Given that the federal government is one of the largest purchasers of cyber products and services, the DOJ expects whistleblowers to play a significant role in implementing the Civil Cyber-Fraud Initiative, and to exposing misconduct in the cybersecurity space.

It is against this backdrop that all eyes were on Aerojet Rocketdyne when it went to trial. The case involves a whistleblower, relator Brian Markus, who was a former senior director of cybersecurity and compliance at Aerojet, a government contractor specializing in missile defense. Relator alleged that Aerojet fraudulently concealed its failure to comply with government regulations requiring defense contractors to implement cybersecurity measures and report incidents and breaches. And although the government declined to intervene, which it often does with particularly strong FCA cases, the relator’s case proved durable.
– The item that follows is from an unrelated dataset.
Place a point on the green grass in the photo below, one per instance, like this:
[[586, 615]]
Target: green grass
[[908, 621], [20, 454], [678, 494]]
First, the relator’s complaint was able to survive a motion to dismiss, and it was the first of its kind to do so. Defendants argued that it was impossible for the relator to satisfy the materiality prong of the FCA, because Aerojet had disclosed to the government that it was not fully compliant with the relevant government regulations; indeed, it even sought a waiver of the requirements. The court, however, disagreed. The court found that the relator properly alleged with sufficient particularity that defendants had not fully disclosed the extent of their technical noncompliance. The court also ruled that such noncompliance was material—that is, it mattered to the government’s decision to enter into a contract with Aerojet.

Second, relator’s promissory fraud claim survived summary judgment. The relator was able at this stage of the litigation to successfully provide evidence demonstrating that the Aerojet defendants had not disclosed the true breadth of their cybersecurity noncompliance, and that these omissions could constitute a material false claim under the Act. The relator produced evidence that certain data breaches were not fully disclosed to the government by, among other things, showing a number of discrepancies between the number of cybersecurity issues identified by outside auditors and those disclosed to the government.
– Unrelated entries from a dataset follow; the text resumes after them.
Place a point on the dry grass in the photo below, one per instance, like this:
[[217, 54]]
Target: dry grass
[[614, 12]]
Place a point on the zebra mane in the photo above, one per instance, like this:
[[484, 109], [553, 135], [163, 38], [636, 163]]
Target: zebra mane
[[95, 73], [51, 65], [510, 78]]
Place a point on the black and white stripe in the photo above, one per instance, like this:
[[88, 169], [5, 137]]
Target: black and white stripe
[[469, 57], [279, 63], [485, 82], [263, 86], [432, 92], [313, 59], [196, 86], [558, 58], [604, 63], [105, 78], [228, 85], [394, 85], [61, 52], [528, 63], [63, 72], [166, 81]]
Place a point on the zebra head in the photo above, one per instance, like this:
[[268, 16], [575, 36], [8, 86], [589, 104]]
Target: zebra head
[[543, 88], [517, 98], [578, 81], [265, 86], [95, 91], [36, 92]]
The relator was also able to avoid summary judgment on the issue of causation. The court ruled against defendants’ argument that because the government had received what it bargained for—functional rocket engines—there was no evidence of causation to connect Aerojet’s representations as to cybersecurity and the government’s decision to enter into a contract with it. Instead, the relator successfully persuaded the court that the government’s contract was not just for rocket engines, but was also for a company to satisfactorily store the government’s sensitive data on a system that met its cybersecurity requirements.

As such, Aerojet Rocketdyne proceeded to trial on April 26, 2022. The relator, no doubt buoyed by the recent summary judgment decision, sought a minimum of $2.6 billion in damages—the value of Aerojet’s government contracts from 2013 to 2015—and (quite remarkably) this figure did not include treble damages, penalties, or attorneys’ fees. The very next day, on April 27, 2022, Aerojet agreed to settle the case. Thus, while Aerojet Rocketdyne may not be the fully-litigated bellwether case for cyber-related FCA liability that everyone had hoped for, the quick settlement does demonstrate just how dangerous non-compliance with cybersecurity regulations can be.


[1] See DOJ Justice News, “Acting Assistant Attorney General Brian M. Boynton Delivers Remarks at the Cybersecurity and Infrastructure Security Agency (CISA) Fourth Annual National Cybersecurity Summit,” October 13, 2021.